最大500ヤードまでしかこのダイアルは用意されていない。実質的にここまででエレベーション・ダイアルがほぼ1回転している。

 中間の距離にはどのように対応するか。このダイアルには途中クリックは無い。その時はP-1レティクルでエイムポイントを微調整すればよい。
 今回のダイアルは308 168gr用だ。どの程度の口径および弾丸重量に適合したものがあるのか、それはシュミット&ベンダーに聞かないと判らない。おそらく主だったものは用意されているのだろう。
 シュミット&ベンダーの欠点(というか弱点)は、倍率のバリエーションが比較的低倍率のものしか用意されていないことにある。
 固定倍率で10倍、ズームで4−16倍が最大でしかない。おそらく3.5−15倍程度がもっとも使いやすい領域だろうが、長距離射撃を想定した場合はもっと大きな倍率のものが使いたい。またベンチレスト用として考えた場合、36倍以上が必要だ。
 シュミット&ベンダーは優れたスコープだが、製品の幅という面では不十分だ。もっともスコープだけに限定したビジネスを展開していることと同様に、その守備範囲をハンティングと公的機関のスナイパー用としてのみと考えているのかもしれない。

 

 今回、写真を掲載しているのは、数年前の3-12×42 P/M variable(3-12倍対物レンズ径42mm ポリス・マークスマン ズーム)スコープだ。これは500ヤードまでを想定して作られているが、シュミット&ベンダー 3-12×50 MIL Variableは、1000ヤード射撃を想定して開発された。
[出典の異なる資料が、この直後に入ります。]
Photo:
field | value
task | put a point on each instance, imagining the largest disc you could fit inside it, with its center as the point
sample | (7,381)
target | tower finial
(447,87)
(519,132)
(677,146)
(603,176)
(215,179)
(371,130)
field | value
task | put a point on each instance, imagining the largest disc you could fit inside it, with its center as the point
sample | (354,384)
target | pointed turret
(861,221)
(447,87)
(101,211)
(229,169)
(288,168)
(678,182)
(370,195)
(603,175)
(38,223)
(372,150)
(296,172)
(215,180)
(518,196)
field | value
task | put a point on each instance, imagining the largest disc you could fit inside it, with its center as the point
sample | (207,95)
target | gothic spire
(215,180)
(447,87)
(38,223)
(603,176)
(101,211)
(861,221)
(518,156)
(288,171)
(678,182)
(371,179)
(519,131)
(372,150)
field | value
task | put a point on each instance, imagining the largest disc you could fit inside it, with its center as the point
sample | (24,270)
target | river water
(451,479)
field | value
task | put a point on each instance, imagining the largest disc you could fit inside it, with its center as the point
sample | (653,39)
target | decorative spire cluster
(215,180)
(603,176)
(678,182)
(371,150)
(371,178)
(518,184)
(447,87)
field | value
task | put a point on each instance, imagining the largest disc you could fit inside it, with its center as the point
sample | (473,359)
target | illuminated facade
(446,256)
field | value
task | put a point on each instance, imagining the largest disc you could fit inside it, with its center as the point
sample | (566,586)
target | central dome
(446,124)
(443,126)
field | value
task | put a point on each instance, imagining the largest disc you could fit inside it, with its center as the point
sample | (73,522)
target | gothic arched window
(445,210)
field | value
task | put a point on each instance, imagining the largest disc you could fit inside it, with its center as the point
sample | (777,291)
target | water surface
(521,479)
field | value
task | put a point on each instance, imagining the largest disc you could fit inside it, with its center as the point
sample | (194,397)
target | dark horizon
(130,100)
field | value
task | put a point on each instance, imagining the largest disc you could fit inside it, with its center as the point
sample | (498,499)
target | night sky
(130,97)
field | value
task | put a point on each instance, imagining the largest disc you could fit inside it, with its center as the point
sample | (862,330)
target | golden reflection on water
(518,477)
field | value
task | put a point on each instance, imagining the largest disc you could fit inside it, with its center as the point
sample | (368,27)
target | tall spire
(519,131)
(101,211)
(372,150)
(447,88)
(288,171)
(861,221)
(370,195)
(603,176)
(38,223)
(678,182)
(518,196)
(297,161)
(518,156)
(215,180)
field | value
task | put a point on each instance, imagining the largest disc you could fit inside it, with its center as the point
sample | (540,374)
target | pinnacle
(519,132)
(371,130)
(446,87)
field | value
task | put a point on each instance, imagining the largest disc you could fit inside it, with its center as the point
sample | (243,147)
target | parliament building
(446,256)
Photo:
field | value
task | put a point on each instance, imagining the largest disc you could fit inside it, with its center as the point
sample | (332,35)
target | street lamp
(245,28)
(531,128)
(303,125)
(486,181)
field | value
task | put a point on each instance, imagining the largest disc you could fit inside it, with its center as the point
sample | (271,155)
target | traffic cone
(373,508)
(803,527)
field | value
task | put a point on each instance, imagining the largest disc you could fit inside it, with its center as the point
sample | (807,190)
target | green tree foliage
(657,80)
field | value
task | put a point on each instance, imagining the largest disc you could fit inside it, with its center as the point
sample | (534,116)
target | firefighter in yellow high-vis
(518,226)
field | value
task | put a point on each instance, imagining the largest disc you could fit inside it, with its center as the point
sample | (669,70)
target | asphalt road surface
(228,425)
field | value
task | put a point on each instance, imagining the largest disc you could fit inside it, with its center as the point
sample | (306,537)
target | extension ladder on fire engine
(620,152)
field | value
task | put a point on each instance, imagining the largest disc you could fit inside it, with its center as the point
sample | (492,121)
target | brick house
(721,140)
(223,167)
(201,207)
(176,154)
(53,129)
しかし倍率は3−12倍ズームであり、実際に1000ヤード射撃に使用することはかなり難しい。
 通常のP/Mシリーズはアルミ(heavy duty aluminum)製のボディにアナダイズド・ブラック・セミマット・フィニッシュだが、MILモデルはより高い強度を求めてスチール製ボディとなっている。
 現在は、シュミット&ベンダーのP/Mシリーズは P/M IIとなり、フォーカスダイアルを左側面に移して操作性を向上させ、さらにイルミネート・レティクルを装備している。この改良は、ハンター及び公的機関のスナイパーの声を反映したものだと思われる。